Page MenuHomePhabricator

Babel AutoCreate should check for duplicate categories
Closed, DeclinedPublic

Description

On enwiki, [[User:Babel AutoCreate]] has been creating several duplicate categories. The categories differ only in capitalisation, for example:

https://en.wikipedia.org/wiki/Category:User_En

which is a duplicate of

https://en.wikipedia.org/wiki/Category:User_en

This seems to depend on what capitalisation users use in their #babel invocations. (More on this specific point at bug 61993.)

I have blocked the Babel AutoCreate account on enwiki because of this issue, but if there is a way round it I would be happy to unblock.

As well as the fix I suggested in bug 61993, I think Babel should check for possible duplicate categories at different capitalisations, and avoid automatically creating categories for which it finds a match.
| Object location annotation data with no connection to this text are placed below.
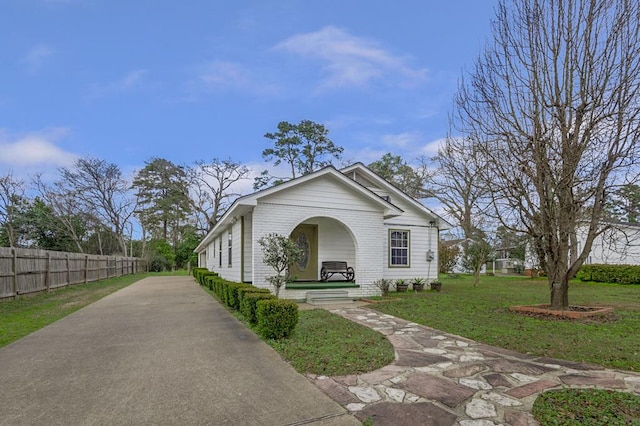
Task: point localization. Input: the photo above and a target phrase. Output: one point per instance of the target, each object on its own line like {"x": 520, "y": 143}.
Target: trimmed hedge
{"x": 619, "y": 274}
{"x": 276, "y": 318}
{"x": 200, "y": 275}
{"x": 250, "y": 289}
{"x": 232, "y": 294}
{"x": 249, "y": 303}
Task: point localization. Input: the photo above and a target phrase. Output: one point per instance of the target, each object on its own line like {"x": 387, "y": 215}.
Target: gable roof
{"x": 441, "y": 223}
{"x": 245, "y": 203}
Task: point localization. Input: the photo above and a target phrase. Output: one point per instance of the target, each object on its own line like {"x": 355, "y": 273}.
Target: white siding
{"x": 422, "y": 239}
{"x": 322, "y": 194}
{"x": 334, "y": 243}
{"x": 364, "y": 228}
{"x": 248, "y": 247}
Let's say a user uses a Babel invocation of {{#babel: Xyz}}. Before creating the category "User Xyz", Babel should check for the existing categories "User xyz" and "User XYZ". Checking things like "xYz" probably wouldn't be necessary. However, it would be worth checking regional variations like "xyz-ab" versus "xyz-AB". This has been an issue with enwiki's [[Category:User en-gb]] and [[Category:User en-GB]].
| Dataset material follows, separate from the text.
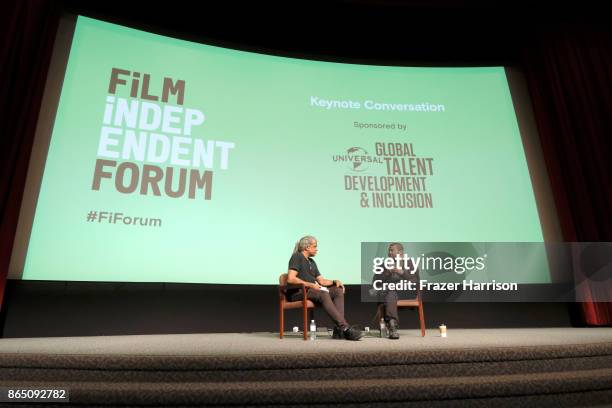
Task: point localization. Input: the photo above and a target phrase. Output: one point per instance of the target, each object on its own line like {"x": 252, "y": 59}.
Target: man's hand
{"x": 340, "y": 285}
If duplication checking is implemented, I would suggest getting Babel AutoCreate to log possible duplicates to its user page or a user subpage so that they can be checked by a human and created manually if necessary.

This bug might be fixed by fixing bug 61993, but the code would be more robust if there was an explicit check for duplicate categories as well. An explicit check would avoid the same problem happening in the future if category code capitalisation was made configurable, for example.


Version: unspecified
Severity: normal

Details

Reference
bz61994

Event Timeline

bzimport raised the priority of this task from to Medium.Nov 22 2014, 3:00 AM
bzimport set Reference to bz61994.
bzimport added a subscriber: Unknown Object (MLST).

I think it should still create the alternate case duplicate category, but I think it should know that it is an alternate duplicate case category and create it as a category redirect to the proper case. Doing this <s>will</s>should allow the other existing bot to re-categorize those mis-cased instances to the proper category.

Part of this might be resolved by fixing T63993. I think that language codes should be lowercase by default.

T63993 will fix most of the cases. This task is asking too much IMHO.

TTO subscribed.

Per Ricordisamoa.